III. KESIMPULAN DAN SARANa. Kesimpulan
Peraturan daerah yang merupakan produk hukum daerah sebagai hasil
persetujuan politis antara Pemerintah Daerah dengan Dewan Perwakilan Rakyat
Daerah memiliki sifat atributif untuk mengatur penyelenggaraan pemerintahan di
daerah sesuai dengan peraturan perundang-undangan. Kewenangan tersebut
memberikan koridor kewenangan yang cukup luas bagi pemerintah daerah untuk
mengatur kehidupan dan segi tingkah laku sesuai dengan karakteristik masyarakat
lokal termasuk mengatasi penyakit sosial. Namun, ternyata tidak semua penyakit
sosial dapat diatur oleh peraturan daerah. Hal tersebut diakibatkan beberapa
faktor berikut, yaitu :
1. Proses
akulturasi budaya antara masing-masing daerah;
2. Secara
substantif telah diatur oleh peraturan yang lebih tinggi; dan
3. Sejumlah
penyakit sosial yang merupakan permasalahan hukum kebangsaan.
b.
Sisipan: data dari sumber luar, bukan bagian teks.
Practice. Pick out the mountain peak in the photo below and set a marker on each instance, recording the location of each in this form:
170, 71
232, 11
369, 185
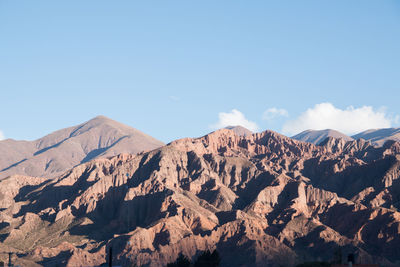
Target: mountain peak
240, 130
318, 136
54, 153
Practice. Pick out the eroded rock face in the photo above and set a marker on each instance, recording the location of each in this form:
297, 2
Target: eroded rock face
261, 200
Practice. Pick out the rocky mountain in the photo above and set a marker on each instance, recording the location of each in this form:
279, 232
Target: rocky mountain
260, 200
379, 136
317, 136
55, 153
240, 130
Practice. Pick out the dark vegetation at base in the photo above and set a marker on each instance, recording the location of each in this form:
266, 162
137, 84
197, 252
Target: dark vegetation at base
206, 259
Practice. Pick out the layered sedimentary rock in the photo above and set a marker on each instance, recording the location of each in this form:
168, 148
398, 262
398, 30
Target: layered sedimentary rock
260, 200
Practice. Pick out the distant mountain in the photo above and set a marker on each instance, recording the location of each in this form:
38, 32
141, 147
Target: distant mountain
59, 151
379, 136
316, 137
259, 200
240, 130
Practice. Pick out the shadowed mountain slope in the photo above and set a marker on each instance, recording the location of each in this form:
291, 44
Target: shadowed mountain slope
240, 130
260, 200
379, 136
55, 153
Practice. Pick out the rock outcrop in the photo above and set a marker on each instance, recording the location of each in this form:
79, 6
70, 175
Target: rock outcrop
55, 153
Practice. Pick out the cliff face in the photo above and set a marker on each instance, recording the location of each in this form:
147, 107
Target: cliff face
261, 199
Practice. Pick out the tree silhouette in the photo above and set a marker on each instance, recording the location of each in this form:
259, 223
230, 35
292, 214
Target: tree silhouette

Saran
Jadilah sumber pelengkap (fakultatief) para
Perancang Peraturan Perudang-Undangan agar dapat mencermati dengan lebih
substansif terhadap muatan materi peraturan daerah agar tidak menabrak aturan
yang lebih tinggi dan merupakan permasalahan sosial yang bersifat lokal
sehingga dapat berdaya laku efektif di masyarakat.